Con dados cargados

Para Cris, Gorin y Lektu, cada uno de ellos sabe por qué

Compruebo una última vez el sistema de sonido: el micrófono oculto funciona a la perfección y en mi oído el auricular desgrana sin problemas todos esos sonidos que hacemos y de los que nunca somos conscientes: un carraspeo, un chasqueo de los labios, un murmullo apenas audible. Desde donde estoy puedo ver perfectamente al salvaje, sentado en una esquina del café esperando a que su infusión alcance la temperatura adecuada y mirando con indiferencia por la ventana. El agente llega a su lado y él no parece consciente de su presencia, así que el recién llegado carraspea ligeramente para llamar su atención. El salvaje vuelve la cabeza hacia el otro y alza la vista.

–Ah, ya veo –dice.

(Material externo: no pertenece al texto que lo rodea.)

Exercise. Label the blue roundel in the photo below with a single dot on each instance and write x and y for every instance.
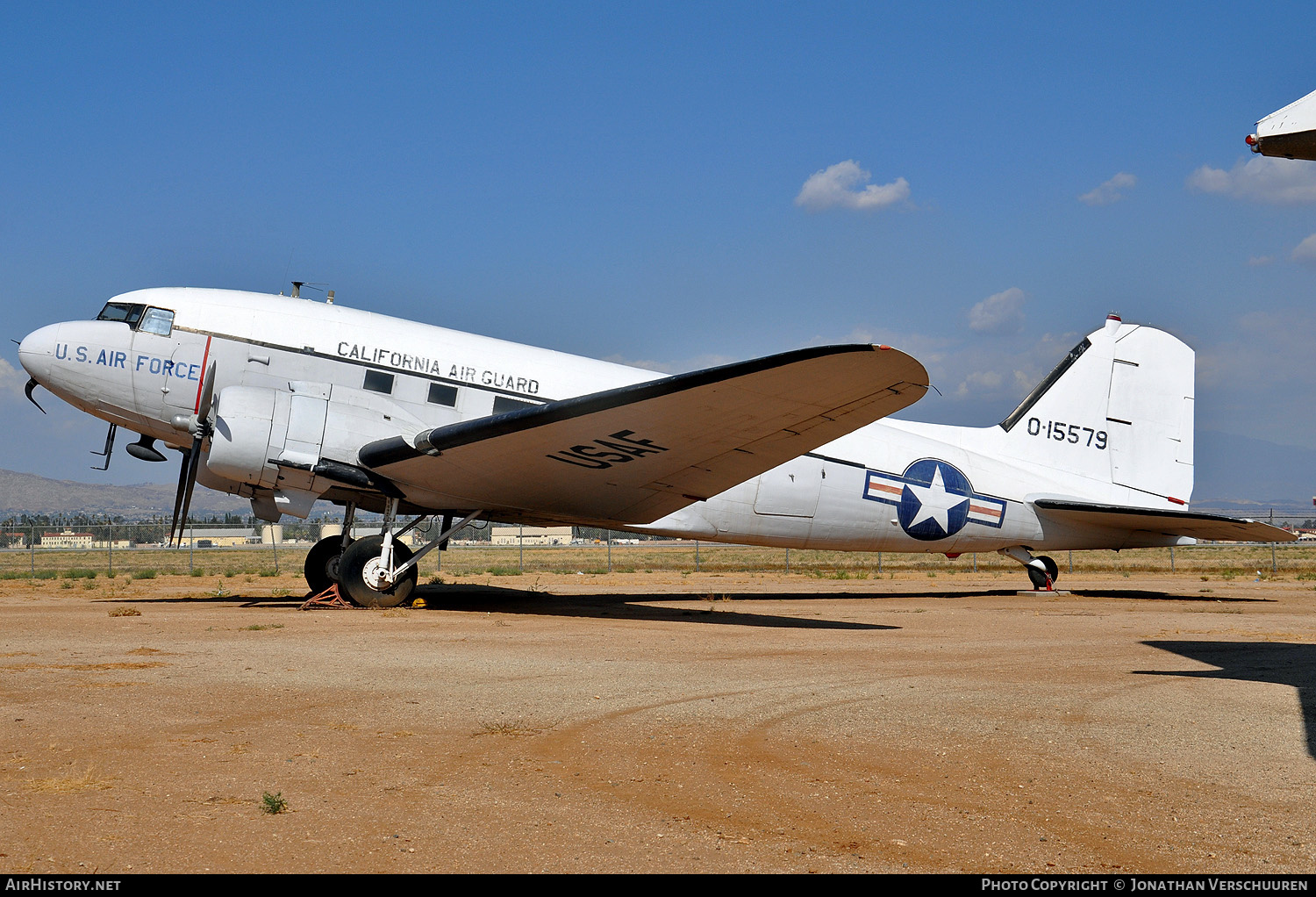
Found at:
(934, 502)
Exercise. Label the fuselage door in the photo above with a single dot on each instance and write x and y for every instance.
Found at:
(790, 491)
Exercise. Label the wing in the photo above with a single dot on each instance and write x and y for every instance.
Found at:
(636, 454)
(1168, 522)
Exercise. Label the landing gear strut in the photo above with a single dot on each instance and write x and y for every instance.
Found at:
(1042, 570)
(379, 570)
(321, 567)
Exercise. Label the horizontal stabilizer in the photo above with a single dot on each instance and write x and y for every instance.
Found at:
(640, 452)
(1169, 522)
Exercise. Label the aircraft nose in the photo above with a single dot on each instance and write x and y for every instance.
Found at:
(37, 352)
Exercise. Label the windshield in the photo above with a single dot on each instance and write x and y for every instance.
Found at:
(121, 311)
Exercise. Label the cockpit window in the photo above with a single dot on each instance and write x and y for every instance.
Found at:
(139, 318)
(157, 320)
(121, 311)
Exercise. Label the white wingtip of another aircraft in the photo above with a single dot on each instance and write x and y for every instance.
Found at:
(1289, 132)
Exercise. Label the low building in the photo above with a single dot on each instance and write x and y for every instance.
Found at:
(66, 539)
(532, 536)
(220, 538)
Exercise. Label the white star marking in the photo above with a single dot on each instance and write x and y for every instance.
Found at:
(934, 502)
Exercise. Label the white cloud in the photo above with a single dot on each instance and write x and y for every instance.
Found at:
(1261, 179)
(1002, 312)
(978, 382)
(1258, 378)
(12, 379)
(840, 186)
(678, 366)
(1305, 250)
(1110, 191)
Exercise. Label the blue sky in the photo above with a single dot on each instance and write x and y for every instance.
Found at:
(629, 181)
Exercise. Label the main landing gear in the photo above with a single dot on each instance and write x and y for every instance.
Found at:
(375, 570)
(1042, 570)
(324, 557)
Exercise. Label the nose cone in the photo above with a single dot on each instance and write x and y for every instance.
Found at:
(37, 352)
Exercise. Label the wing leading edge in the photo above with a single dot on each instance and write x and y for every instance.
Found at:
(1169, 522)
(640, 452)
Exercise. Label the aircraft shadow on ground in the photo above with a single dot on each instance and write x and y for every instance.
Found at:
(626, 606)
(1281, 663)
(545, 604)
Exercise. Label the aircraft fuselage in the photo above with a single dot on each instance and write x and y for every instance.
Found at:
(350, 377)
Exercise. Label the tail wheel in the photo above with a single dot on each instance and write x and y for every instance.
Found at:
(362, 556)
(321, 567)
(1042, 578)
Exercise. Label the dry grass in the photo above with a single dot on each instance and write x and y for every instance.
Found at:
(71, 784)
(515, 728)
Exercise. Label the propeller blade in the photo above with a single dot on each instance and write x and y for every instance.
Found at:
(32, 384)
(192, 457)
(182, 491)
(203, 405)
(192, 462)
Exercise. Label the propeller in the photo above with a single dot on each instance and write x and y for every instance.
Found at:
(200, 426)
(32, 384)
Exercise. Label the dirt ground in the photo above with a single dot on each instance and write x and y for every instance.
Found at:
(661, 722)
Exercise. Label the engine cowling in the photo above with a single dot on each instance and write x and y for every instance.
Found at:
(255, 424)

No hay sorpresa en su rostro, solo cansancio–. Así que es usted, al fin. Síentese.

Hay una vacilación casi imperceptible, antes de que el agente tome asiento donde el otro le ha indicado.

–No hace falta que me suelte el rollo acostumbrado. A menos que se sienta obligado a ello, claro –dice el salvaje, mientras comprueba con las manos la temperatura de su café, asiente ligeramente y se lleva la taza a los labios.

Su interlocutor sonríe. Es una sonrisa dura: no va a dejarse ganar en este juego.

–¿Y cuál es ese “rollo acostumbrado”? –pregunta.

–Vaya. A lo difícil, ¿eh? De acuerdo –se aclara la garganta–. Veamos. “Soy un agente autorizado de la Agencia Transtemporal Panuniversal. Estoy aquí porque dentro de dos años usted inventará una máquina del tiempo. Eso trastocaría la Historia tal y como la conocemos. He venido a impedir que construya su máquina”. Más o menos. Seguro que he trabucado alguna palabra y hasta puede que haya simplificado el discurso. Pero en esencia es eso ¿verdad?

Durante tres segundos que para mí no parecen acabar nunca el agente es incapaz de moverse.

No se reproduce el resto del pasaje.